Once fierce rivals, Hawaiian and Aloha, are now unified in opposing Mesa and each have pending lawsuits alleging the company improperly used the confidential information to start its Hawaii operations in an effort to drive Aloha out of business.
They cited an e-mail from Mesa Chief Financial Officer Peter Murnane to a consultant that allegedly details Mesa's plan to kill Aloha.
'We definitely don't want to wait for them to die, rather we should be the ones who give them the last push ... Clearly if we can get Aloha out of the market without anyone else stepping in this is a home run,' the e-mail said.
Mesa says the claims are without merit, noting it had been studying the market more than a decade.
'People don't appreciate that competition is good and in the end, it makes everyone better,' Ornstein said.
Hawaiian welcomes competition, Dunkerley said.
'The issue here is not about competition,' he said. 'You don't play poker with people who have seen your hand.'
Island Air, a smaller turboprop operation, has also joined in the fight, saying go! has 'damaged yield throughout the marketplace.'
'It is difficult to make a rational business decision when you're dealing with an irrational pricing structure and a competitor that has the ability to lose money on every flight,' Island Air CEO Rob Mauracher said.
The battle for Hawaii's skies comes during record fuel prices and as Hawaiian and Aloha face pressure to perform for new investors after each emerging from Chapter 11.
Industry analyst Bob Mann said the concern of the 'big two is that they somehow slip into the perilous third airline slot.'
'That is a risk that any competitors should be and apparently are concerned about, and thus they match price even if their costs cannot match a new entrant competitor,' he said.

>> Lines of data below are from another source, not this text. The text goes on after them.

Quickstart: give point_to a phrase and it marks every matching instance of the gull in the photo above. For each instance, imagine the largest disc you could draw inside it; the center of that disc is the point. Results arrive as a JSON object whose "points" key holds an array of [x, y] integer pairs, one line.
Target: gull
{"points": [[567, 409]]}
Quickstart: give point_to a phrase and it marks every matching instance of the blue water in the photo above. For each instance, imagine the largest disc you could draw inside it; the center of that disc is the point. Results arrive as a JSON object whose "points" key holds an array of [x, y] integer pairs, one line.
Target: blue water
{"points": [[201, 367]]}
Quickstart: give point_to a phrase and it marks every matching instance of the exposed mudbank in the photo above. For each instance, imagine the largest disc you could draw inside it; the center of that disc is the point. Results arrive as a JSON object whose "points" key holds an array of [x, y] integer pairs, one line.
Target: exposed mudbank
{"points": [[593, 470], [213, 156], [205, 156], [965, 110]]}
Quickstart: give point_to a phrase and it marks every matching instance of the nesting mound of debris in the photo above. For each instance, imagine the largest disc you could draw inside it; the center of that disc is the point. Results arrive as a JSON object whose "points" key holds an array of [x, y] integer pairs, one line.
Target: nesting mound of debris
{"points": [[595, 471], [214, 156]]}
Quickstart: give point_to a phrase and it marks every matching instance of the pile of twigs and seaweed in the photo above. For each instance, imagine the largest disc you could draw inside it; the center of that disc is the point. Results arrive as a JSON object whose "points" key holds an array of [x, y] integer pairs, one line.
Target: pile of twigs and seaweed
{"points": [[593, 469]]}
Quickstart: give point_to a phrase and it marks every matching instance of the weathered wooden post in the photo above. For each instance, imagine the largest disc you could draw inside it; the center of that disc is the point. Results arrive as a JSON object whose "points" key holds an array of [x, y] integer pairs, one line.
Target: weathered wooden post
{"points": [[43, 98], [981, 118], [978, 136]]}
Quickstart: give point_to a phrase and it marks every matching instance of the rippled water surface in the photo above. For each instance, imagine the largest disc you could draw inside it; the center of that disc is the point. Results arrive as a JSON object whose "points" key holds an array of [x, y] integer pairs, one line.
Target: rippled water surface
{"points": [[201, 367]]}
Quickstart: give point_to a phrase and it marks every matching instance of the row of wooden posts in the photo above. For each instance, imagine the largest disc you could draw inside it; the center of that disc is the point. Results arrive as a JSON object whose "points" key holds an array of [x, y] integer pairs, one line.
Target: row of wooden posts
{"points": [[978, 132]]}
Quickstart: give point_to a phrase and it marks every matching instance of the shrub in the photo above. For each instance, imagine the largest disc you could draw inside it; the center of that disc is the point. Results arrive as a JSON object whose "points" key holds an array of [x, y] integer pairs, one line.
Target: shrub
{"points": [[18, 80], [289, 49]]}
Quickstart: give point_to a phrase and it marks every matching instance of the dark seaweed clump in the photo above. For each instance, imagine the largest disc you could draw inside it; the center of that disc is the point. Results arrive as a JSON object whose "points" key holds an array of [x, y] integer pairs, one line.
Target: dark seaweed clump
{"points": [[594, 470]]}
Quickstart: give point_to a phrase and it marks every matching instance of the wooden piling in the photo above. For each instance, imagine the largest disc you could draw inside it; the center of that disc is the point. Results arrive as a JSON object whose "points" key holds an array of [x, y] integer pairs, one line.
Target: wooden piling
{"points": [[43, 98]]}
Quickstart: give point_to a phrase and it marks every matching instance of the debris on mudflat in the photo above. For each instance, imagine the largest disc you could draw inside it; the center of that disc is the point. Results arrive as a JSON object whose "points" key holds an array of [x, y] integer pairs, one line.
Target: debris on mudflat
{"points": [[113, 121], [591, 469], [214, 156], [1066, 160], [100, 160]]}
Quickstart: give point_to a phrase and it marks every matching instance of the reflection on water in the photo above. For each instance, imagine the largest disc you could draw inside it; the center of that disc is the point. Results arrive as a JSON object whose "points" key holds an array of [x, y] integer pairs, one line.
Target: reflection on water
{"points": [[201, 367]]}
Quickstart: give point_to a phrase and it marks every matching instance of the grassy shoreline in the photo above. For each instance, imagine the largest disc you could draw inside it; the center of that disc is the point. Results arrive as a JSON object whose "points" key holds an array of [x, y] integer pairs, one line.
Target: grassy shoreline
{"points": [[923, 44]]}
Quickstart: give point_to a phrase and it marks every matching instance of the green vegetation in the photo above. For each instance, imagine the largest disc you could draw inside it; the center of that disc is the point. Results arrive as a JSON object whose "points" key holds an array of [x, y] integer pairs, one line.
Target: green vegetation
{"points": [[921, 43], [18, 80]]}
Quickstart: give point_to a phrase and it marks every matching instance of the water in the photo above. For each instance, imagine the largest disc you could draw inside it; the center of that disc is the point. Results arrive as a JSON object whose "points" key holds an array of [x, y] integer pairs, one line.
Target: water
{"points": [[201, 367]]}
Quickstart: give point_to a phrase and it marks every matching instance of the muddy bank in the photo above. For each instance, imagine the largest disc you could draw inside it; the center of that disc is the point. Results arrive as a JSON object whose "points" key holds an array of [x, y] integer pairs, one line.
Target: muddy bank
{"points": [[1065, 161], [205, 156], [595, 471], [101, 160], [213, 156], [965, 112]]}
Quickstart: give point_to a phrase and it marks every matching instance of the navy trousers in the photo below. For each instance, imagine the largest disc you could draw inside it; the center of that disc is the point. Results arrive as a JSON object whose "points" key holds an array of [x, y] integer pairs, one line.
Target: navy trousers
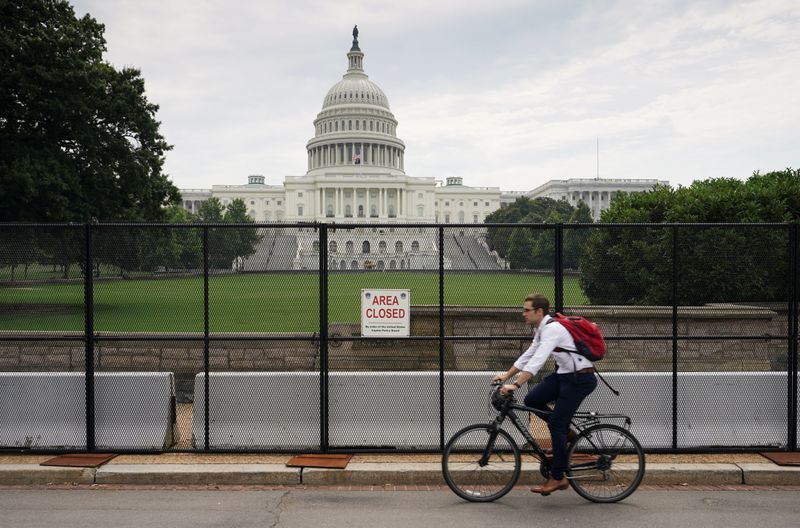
{"points": [[567, 391]]}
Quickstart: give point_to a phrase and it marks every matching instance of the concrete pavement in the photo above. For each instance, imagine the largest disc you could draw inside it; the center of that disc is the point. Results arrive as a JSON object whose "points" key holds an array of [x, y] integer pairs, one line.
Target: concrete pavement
{"points": [[423, 470]]}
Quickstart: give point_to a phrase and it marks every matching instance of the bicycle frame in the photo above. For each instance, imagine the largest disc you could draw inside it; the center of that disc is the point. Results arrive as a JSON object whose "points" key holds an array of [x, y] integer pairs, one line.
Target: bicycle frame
{"points": [[580, 421]]}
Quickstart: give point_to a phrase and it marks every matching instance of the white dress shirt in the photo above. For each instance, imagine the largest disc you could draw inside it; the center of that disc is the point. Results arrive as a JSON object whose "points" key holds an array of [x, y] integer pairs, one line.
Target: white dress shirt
{"points": [[547, 338]]}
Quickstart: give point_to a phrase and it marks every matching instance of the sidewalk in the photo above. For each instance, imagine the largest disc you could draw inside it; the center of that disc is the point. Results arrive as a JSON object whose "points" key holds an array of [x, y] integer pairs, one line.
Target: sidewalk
{"points": [[363, 470]]}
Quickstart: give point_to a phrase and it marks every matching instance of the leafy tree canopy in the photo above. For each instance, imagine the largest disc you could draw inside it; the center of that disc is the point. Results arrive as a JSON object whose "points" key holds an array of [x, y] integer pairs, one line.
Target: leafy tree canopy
{"points": [[78, 139], [633, 265]]}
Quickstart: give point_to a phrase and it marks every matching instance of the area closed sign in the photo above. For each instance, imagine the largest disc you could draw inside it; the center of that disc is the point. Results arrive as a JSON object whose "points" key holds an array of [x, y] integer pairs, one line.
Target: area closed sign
{"points": [[385, 313]]}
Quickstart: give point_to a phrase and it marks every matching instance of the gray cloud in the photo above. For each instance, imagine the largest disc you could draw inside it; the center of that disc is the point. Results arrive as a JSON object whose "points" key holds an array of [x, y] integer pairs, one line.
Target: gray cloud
{"points": [[507, 94]]}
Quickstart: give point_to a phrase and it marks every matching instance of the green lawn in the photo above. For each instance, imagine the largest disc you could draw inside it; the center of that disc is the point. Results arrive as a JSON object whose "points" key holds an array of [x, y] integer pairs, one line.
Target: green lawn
{"points": [[266, 302]]}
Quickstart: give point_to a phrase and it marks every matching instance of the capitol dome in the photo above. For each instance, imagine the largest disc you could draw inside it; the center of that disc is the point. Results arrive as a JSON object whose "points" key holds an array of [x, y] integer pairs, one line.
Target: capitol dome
{"points": [[355, 127]]}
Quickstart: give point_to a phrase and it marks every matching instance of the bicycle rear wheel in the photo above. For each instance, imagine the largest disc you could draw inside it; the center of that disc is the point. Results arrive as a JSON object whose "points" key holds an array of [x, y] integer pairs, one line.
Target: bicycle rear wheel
{"points": [[606, 463], [478, 480]]}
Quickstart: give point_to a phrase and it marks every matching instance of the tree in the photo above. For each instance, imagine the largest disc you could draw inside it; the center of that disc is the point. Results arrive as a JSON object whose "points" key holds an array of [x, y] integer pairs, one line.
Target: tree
{"points": [[78, 139], [633, 265], [541, 246]]}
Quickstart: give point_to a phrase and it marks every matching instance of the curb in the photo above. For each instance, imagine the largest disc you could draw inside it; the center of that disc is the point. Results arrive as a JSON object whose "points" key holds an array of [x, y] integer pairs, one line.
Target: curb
{"points": [[364, 474]]}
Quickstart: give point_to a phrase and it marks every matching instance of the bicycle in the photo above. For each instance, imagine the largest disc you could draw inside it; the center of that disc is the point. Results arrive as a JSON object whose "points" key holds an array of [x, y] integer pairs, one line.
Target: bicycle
{"points": [[482, 462]]}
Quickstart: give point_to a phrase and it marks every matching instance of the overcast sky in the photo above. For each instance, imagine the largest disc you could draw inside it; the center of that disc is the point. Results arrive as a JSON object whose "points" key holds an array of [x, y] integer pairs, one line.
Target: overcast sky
{"points": [[508, 94]]}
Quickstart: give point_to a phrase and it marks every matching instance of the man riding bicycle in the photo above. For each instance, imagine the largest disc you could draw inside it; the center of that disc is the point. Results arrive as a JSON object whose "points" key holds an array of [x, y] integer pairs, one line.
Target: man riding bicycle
{"points": [[568, 386]]}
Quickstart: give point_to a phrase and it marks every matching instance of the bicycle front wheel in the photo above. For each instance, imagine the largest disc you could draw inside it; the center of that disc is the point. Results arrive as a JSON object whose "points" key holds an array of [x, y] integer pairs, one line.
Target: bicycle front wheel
{"points": [[480, 465], [606, 463]]}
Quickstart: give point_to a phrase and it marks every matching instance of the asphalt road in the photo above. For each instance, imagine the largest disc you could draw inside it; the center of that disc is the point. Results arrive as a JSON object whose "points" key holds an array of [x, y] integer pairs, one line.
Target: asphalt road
{"points": [[28, 508]]}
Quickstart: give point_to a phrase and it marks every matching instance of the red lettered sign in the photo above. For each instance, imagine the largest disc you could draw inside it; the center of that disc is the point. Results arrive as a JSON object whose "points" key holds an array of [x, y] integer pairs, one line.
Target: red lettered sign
{"points": [[385, 313]]}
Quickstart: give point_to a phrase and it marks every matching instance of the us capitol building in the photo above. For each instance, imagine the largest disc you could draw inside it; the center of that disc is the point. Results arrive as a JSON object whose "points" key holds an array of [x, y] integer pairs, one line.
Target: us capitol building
{"points": [[356, 175]]}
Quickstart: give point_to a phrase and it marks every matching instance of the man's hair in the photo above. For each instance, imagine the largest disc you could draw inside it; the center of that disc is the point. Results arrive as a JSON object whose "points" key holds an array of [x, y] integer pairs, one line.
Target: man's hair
{"points": [[538, 300]]}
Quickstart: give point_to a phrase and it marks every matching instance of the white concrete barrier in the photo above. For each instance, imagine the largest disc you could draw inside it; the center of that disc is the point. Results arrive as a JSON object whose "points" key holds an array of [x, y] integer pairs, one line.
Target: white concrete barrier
{"points": [[133, 410], [715, 409], [401, 409]]}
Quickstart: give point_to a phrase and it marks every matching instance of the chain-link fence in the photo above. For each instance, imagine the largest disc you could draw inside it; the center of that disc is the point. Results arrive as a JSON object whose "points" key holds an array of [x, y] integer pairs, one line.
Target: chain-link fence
{"points": [[247, 337]]}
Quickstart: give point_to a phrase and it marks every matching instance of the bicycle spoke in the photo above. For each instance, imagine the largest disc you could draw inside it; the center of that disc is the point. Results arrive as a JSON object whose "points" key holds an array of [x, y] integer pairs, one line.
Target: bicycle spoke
{"points": [[471, 480]]}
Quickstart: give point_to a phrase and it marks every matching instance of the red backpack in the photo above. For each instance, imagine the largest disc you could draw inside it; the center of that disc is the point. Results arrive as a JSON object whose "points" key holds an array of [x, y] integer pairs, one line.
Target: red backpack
{"points": [[586, 334]]}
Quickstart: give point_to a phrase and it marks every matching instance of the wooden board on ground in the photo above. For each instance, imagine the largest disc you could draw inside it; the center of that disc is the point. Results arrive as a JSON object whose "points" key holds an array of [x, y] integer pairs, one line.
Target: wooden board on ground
{"points": [[320, 461]]}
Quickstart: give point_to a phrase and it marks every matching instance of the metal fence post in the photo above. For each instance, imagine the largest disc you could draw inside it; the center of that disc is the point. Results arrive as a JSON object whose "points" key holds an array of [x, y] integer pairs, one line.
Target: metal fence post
{"points": [[794, 270], [323, 336], [441, 337], [88, 294], [206, 341], [674, 337], [559, 268]]}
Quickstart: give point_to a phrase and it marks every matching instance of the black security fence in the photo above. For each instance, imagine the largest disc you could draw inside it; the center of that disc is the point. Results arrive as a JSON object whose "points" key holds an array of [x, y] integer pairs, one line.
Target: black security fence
{"points": [[223, 337]]}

Mann said Delta Air Lines didn't take AirTran Airways seriously in Atlanta and allowed the newcomer to prosper.
Several companies have tried to start up in Hawaii, but were quickly squeezed out of the market.
Mesa, however, is one of the nation's largest regional carriers, with 182 jets, 5,000 employees and revenues exceeding $1 billion.
Aloha CEO David Banmiller has called Mesa's cut-rate fares a 'sham' and a direct attack on the livelihood of Aloha's 3,500 employees and their families.
'The scare tactics are just an act of desperation,' Ornstein said.
A group of Aloha, Hawaiian and Island Air employees called 'HERO' for Hawaii's (Airline) Employees Repelling Ornstein have created a Web site: .
Things got ugly last month when the group sent a T-shirt to Ornstein containing a scribbled insult to his Jewish faith, along with profanities.
HERO later apologized for the remark.
'The more they attack me personally, I'm not going to say it doesn't affect me,' Ornstein said. 'I'll be very frank. I don't like it. As a result, it may make us change our plan. If you guys want to make it to the death. Have it your way.
'We've been tame so far. Very tame.'
Hawaiian and Aloha are fighting back by aggressively marketing themselves as local companies with deep roots in the islands. They are hoping go! would just go away.
'We've been much more than simply another business doing business in Hawaii. We are woven into the fabric of Hawaii,' Dunkerley said.
Ornstein, however, said he's in Hawaii for the long haul with plans of replacing his 50-seat aircraft with more efficient larger jets.
'We have no huge plans of dominating anything. We want to carve out our niche,' he said.